Поделись живыми снами,Говори душе моей;Что не выскажешь словами —Звуком на душу навей.
Не прекращает восхищаться поэзией Фета и Лев Николаевич Толстой. И не только стихами пленяет его уже изрядно постаревший Афанасий Афанасьевич, но и своим душевным здоровьем, глубинной чистотой и неизменной, доходящей до наивности искренностью. Не с Фета ли великий прозаик списал образ Левина в своём романе «Анна Каренина»? По меньшей мере, перекличка характеров налицо.
В переписке с поэтом затрагивает Лев Николаевич и свою излюбленную христианскую тему. Но вряд ли удостаивается сердечного отклика, ибо мировоззрение Фета отягощено эллинизмом, языческим до мозга костей. До последних своих дней поэт остаётся во власти культуры древних римлян с их мифическим пантеоном антропоморфных божеств.
Некоторое время ещё продолжает симпатизировать Афанасию Афанасиевичу и Тургенев.

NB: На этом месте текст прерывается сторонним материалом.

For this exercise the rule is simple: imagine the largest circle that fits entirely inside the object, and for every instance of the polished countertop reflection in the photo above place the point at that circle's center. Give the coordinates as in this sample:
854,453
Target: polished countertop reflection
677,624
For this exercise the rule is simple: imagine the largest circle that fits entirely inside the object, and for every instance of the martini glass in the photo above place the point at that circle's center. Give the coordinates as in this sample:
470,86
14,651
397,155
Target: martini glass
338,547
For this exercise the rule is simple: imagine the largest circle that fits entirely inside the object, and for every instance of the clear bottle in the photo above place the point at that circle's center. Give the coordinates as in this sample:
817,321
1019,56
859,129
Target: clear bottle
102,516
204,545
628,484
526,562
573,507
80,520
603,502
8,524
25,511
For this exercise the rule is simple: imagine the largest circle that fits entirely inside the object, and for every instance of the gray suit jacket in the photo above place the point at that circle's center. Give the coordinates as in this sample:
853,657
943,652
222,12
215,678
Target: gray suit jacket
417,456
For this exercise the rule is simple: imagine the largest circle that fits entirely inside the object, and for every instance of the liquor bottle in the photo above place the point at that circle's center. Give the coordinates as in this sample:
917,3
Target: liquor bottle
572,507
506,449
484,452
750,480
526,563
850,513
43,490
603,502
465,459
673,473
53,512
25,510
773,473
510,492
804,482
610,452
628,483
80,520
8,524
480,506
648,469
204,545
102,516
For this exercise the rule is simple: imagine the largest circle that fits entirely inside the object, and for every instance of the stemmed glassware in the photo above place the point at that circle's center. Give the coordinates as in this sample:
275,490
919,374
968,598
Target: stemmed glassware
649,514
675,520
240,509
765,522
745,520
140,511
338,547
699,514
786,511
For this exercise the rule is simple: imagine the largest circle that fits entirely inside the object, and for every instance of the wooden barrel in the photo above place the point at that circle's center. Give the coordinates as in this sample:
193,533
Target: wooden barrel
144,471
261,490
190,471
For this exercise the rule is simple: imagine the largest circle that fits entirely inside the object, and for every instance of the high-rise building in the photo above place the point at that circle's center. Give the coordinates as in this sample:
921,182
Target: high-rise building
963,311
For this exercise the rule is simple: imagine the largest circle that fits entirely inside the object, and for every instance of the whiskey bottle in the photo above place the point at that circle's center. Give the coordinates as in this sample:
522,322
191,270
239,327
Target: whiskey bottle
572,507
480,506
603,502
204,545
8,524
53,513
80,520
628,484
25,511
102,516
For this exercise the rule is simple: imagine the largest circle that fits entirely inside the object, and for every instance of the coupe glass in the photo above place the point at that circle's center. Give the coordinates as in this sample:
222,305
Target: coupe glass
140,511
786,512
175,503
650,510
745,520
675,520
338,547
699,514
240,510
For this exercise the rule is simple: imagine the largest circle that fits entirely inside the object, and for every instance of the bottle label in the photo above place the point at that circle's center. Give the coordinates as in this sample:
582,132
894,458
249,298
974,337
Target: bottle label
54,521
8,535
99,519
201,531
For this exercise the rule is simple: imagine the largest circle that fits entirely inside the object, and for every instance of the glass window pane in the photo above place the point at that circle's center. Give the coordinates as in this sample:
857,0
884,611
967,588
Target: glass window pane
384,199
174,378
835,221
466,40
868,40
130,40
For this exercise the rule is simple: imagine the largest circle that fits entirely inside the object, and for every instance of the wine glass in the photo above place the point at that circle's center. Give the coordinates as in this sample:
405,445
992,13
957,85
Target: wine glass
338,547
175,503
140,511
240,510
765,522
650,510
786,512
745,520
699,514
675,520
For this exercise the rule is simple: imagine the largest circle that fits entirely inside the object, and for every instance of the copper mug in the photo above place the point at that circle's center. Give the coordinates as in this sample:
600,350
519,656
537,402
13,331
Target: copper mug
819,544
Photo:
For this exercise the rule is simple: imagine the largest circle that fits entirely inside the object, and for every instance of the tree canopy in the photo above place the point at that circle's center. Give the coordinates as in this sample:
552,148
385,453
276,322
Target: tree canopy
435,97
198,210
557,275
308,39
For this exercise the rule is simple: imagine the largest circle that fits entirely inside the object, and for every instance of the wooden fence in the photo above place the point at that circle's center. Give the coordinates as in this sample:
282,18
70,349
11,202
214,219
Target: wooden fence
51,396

Поначалу даже фетовская публицистика не вызывает у Ивана Сергеевича огульного презрения. «Правда, просто и умно рассказанная, имеет особую прелесть», – так отзывается он о статье поэта «Из деревни». Однако, ввиду того, что Афанасий Афанасьевич всё более и более сходится с московскими славянофилами, между недавними приятелями возникает весьма продолжительная и глубокая размолвка. Изменяется и тон суждений прозаика о поэте и его стихах: «Что за охота так плохо и дрябло повторять самого себя», «Фет выдохся до последней степени»…
Лишь незадолго до смерти Ивана Сергеевича, появляется, благодаря инициативе Афанасия Афанасиевича, надежда на возобновление дружбы. В ответ на примирительное письмо Фета Тургенев пишет: «Охотно пожимаю протянутую вами руку и уверен, что при личной встрече мы очутимся такими же друзьями, какими были в старину».

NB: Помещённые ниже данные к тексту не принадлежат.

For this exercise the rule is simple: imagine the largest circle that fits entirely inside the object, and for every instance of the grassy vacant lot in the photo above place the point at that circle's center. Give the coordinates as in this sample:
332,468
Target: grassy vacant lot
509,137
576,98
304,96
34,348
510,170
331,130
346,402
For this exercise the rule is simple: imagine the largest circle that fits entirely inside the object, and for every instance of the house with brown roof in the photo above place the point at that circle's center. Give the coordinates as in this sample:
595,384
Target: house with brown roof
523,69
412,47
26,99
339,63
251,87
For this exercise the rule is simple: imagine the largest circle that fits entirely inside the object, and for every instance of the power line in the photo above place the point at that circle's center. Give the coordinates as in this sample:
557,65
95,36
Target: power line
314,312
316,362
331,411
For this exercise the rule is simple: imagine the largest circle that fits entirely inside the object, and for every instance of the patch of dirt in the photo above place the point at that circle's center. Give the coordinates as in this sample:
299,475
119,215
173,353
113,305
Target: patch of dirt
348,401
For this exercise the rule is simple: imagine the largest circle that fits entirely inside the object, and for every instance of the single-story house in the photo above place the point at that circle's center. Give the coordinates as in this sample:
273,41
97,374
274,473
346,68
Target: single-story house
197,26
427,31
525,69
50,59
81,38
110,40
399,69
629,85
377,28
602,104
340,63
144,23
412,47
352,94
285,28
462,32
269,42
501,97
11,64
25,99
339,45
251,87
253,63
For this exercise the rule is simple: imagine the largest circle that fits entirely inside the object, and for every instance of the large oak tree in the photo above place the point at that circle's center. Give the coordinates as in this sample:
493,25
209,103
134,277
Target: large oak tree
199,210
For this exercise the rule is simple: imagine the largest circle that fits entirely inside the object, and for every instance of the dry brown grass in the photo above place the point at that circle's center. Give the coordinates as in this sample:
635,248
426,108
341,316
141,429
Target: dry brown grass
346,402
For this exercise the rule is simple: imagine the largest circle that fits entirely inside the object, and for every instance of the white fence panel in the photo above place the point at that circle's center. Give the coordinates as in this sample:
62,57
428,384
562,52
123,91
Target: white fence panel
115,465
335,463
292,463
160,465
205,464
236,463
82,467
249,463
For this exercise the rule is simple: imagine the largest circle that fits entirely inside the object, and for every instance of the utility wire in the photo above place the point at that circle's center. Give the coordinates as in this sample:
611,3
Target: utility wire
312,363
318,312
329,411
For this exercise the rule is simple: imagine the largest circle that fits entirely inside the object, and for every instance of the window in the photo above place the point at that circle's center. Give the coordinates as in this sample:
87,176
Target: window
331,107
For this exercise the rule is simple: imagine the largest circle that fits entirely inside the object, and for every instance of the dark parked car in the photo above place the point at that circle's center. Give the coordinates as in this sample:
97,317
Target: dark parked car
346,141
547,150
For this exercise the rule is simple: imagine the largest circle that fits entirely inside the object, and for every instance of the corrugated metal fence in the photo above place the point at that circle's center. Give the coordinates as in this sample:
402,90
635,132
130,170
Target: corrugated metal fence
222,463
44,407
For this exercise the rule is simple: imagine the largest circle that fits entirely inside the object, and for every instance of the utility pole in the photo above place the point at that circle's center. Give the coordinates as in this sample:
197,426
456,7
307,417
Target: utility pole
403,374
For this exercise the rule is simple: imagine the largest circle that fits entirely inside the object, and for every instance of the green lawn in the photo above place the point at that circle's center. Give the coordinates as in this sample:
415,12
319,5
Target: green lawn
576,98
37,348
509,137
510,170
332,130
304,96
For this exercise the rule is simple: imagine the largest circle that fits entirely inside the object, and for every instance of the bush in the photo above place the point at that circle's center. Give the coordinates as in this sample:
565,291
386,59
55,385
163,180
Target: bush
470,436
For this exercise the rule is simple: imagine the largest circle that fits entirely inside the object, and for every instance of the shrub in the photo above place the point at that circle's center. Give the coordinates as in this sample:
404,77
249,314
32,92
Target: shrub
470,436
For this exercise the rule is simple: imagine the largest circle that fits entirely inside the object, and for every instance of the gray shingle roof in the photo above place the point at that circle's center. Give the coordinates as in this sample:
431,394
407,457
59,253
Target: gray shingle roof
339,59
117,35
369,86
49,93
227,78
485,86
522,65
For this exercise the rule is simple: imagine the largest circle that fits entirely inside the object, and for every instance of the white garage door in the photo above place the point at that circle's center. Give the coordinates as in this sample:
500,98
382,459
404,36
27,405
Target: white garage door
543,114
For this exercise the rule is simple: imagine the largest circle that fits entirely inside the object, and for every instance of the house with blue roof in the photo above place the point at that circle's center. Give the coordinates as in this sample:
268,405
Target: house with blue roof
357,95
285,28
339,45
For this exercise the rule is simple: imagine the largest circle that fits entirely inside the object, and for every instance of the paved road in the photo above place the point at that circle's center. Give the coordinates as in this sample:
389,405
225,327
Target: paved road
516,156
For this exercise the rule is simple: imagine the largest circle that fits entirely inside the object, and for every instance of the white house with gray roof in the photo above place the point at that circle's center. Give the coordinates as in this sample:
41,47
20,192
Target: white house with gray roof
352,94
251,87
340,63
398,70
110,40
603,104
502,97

Однако эта уверенность оказывается пустым призраком, о чём нетрудно догадаться всё по тому же, как и прежде, пренебрежительному отношению Тургенева к поэту, волею судеб оказавшемуся в лагере его идейных противников: «Фета давно на свете нет, а остался какой-то кисляй, по прозвищу Шеншин, которому только и жить, что в славянофильских задних дворах».
В 1883 году в переводе поэта выходит полный «К. Гораций Флакк», над которым Фет усердно трудился чуть ли не всю свою творческую жизнь – на протяжении сорока пяти лет! Недаром Российская Академия наук присудила ему за этот перевод первую Пушкинскую премию. Тургенев, вроде бы, и застаёт это событие, ибо смерть к нему приходит месяцем позже появления из печати Горация, но едва ли успевает познакомиться с этим уже в законченном виде плодом переводческого подвига Фета.
А между тем и сам приложил к нему руку. Нередко случалось ещё в пору их дружбы, когда, сойдясь вместе, они строка за строкой выверяли переведённое по латинскому оригиналу. Впрочем, разве сумел бы Тургенев, если бы и заглянул в эту ещё пахнущую типографской краской книгу, разве нашёл бы в себе силы превозмочь накопившееся между ними отчуждение и порадоваться за друга?